# Find Split Ole Weyored

The objective of this notebook is to find the ole weyored accent -- a composite accent which only occurs in the poetic accentuation system. Often it occurs on single words but, because it is a composite accent, sometimes it occurs split over two words.

We begin by importint the necessary text-fabric data

In [1]:
from tf.fabric import Fabric

TF = Fabric(locations='../text-fabric-data', modules='hebrew/etcbc4c')
api = TF.load('trailer_utf8 g_word_utf8')

api.makeAvailableIn(globals())

This is Text-Fabric 2.3.2
Api reference : https://github.com/ETCBC/text-fabric/wiki/Api
Tutorial      : https://github.com/ETCBC/text-fabric/blob/master/docs/tutorial.ipynb
Data sources  : https://github.com/ETCBC/text-fabric-data
Data docs     : https://etcbc.github.io/text-fabric-data
Shebanq docs  : https://shebanq.ancient-data.org/text
Slack team    : https://shebanq.slack.com/signup
Questions?
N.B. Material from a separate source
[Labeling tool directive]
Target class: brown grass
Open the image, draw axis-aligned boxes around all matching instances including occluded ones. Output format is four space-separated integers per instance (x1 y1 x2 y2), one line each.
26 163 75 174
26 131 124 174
Ask shebanq@ancient-data.org for an invite to Slack
114 features found and 0 ignored
  0.00s loading features ...
   |     0.18s B g_word_utf8          from /home/jcuenod/Programming/text-fabric-data/hebrew/etcbc4c
   |     0.07s B trailer_utf8         from /home/jcuenod/Programming/text-fabric-data/hebrew/etcbc4c
   |     0.00s Feature overview: 108 nodes; 5 edges; 1 configs; 7 computeds
  4.01s All features loaded/computed - for details use loadLog()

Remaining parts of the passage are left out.